While I am writing this, I think we need a command to just list down all the job_sets if we want users to submit to the right job_set. Otherwise, PBS server should just accept it and move the job under the right job_set (which in your example would be 103)

Output of such a command will be one job id which will be the ID of the job_set leader. Regarding rejecting the request, internally server will throw an error but qsub will ignore the reject and move on to the next resource request. It can also print a message on stderr about why a resource request could not be submitted but that might break backward compatibility. Server, on the other hand, will surely log the reason of rejecting a job submission.

I wanted to keep it as nfilter because it signifies what it is going to filter.
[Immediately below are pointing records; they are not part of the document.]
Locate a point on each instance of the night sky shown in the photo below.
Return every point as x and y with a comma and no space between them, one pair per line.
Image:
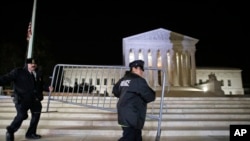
78,29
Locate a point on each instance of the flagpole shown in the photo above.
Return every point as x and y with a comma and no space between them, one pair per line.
30,41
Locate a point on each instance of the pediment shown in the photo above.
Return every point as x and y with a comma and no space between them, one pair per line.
159,34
If we extend this filter mechanism to replace limits or queues, server we can then call it as jfilter. It’s because based on the prefix “n” or “j” the whole input that is going to be passed to the filter can be easily interpreted.
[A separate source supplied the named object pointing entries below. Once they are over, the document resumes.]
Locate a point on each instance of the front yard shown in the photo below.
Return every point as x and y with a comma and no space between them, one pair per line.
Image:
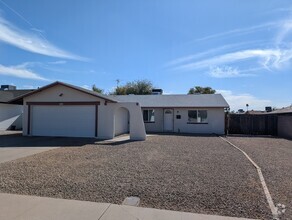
201,174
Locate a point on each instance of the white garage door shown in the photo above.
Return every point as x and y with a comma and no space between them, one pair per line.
66,121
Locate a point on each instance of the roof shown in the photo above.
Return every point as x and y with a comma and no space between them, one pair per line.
282,111
202,100
255,112
89,92
7,95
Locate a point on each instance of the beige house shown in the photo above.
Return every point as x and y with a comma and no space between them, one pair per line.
60,109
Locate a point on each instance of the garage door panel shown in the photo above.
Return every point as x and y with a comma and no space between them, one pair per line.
67,121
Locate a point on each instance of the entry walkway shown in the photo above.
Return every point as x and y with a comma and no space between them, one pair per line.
20,207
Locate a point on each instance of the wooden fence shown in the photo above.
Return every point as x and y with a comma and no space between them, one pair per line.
251,124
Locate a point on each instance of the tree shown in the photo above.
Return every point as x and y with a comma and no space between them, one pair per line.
138,87
201,90
98,90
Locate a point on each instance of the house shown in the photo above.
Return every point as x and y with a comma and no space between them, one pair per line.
10,114
284,121
201,113
61,109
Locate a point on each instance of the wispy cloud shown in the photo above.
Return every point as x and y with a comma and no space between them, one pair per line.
58,62
221,63
31,42
268,57
239,101
239,31
229,72
20,72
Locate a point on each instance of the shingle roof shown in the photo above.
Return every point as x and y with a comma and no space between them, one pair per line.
282,111
202,100
20,98
7,95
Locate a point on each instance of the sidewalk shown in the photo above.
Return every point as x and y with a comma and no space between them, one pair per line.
20,207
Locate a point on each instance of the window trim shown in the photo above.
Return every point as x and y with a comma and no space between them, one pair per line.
148,115
196,122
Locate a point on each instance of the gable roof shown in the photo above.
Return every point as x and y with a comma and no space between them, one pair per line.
7,95
20,98
202,100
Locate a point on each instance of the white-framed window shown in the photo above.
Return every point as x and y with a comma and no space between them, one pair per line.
148,115
197,116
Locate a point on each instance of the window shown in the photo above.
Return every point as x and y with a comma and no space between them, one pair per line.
148,115
197,116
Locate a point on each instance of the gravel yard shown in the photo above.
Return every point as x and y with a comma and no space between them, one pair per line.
274,156
185,173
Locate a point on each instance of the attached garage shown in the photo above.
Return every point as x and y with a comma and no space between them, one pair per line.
64,110
61,120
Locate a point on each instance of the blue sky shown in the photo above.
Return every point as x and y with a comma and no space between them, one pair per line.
243,49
It isn’t same as job_sort_formula syntax. The reason is that formula just works on the resources requested by the job, so if the formula is like this “ncpus + 2 * mem” it is safe to assume that user is talking about resources requested by the job. In this case, we are exposing resources_available and resources_assigned on the nodes to the users. Both of these can have the same resource name, so we need a way to distinguish them.
Implementation wise this way of specifying filter can be easily interpreted in python if we expose two dicts (resources_assigned and resources_available) to it.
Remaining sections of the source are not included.